Technology in Scouting: Are We As Connected As We Think?
Does it seem as though every Scout and Scouter has a smartphone? Despite what it looks like in the mall or at some troop meetings, a 2010 study (Project Tomorrow’s Speak Up 2010) revealed that only 36 percent of Boy Scout-age students have a smartphone. The number of Venturing-age youth jumps to only 44 percent. A similar, wide gap occurs when urban vs. rural and ethnicity data is segmented.
As part of the 2010 U.S. Census, the National Telecommunications and Information Administration reported that only 66 percent of urban, and just over half (51 percent) of rural households had broadband access in 2009. That was a huge increase over the 2000 Census but not as widespread as most of us think.

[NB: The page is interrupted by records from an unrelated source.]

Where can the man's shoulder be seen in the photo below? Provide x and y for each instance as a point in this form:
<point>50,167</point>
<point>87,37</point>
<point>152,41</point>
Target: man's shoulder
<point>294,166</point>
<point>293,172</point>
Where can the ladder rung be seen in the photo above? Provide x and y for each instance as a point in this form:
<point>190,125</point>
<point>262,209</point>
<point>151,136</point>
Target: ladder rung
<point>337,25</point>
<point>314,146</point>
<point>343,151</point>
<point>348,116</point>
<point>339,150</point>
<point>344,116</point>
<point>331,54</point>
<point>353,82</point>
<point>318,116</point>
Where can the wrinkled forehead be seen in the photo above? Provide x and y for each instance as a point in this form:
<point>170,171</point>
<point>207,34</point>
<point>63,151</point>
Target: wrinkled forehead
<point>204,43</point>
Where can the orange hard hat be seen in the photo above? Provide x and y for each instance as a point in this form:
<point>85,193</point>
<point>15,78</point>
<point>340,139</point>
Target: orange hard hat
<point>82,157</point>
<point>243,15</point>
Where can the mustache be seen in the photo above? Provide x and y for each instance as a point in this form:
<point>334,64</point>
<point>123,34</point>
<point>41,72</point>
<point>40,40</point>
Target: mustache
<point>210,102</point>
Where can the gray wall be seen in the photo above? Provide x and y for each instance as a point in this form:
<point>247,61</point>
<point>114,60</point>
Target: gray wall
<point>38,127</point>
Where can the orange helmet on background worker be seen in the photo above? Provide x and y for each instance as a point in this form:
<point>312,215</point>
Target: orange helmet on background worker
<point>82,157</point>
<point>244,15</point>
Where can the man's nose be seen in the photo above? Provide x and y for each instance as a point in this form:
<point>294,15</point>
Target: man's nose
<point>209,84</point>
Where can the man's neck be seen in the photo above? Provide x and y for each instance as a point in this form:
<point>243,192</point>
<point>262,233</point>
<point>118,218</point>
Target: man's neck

Further, while 68 percent of white and 77 percent of Asian-American households had broadband, only 49 percent of African-American households, 48 percent of Native American households, and 48 percent of Hispanic/Latino households had access.
As for adults, according to the Pew Internet and American Life Project report released this July, 35 percent of us have a smartphone. Rural adults are half as likely as suburban and urban adults to own one. But unlike the other reports, non-Hispanic whites are less likely to own one: 44 percent of African-American and Hispanic adults have smartphones.
These reports make it even more alarming when we hear that districts are dropping instructor-led training, especially for Cub Scout leaders, because some or all of the training is online. There is no doubt that e-learning has a place for some Scouters, but in a program where fellowship, mentoring, and personal interaction are so important—and adult learning theory includes the need for experiential activity—instructor-led training is still the preferred method for most of our courses. Worse, by eliminating instructor-led training, we are also eliminating training for a large segment of our population.
The Volunteer Development Team and task force are seriously looking at the best platforms and content for youth and adult training. There is no question that we need to be prepared with the most effective training for a future that may indeed include interactive e-learning. Regardless of where we may be headed, in today’s environment we cannot forget the Scouters and Scouts who need face-to-face training. Nor can we forget—even if we do have universal access someday—the value of interactive, instructor-led, Scouting training.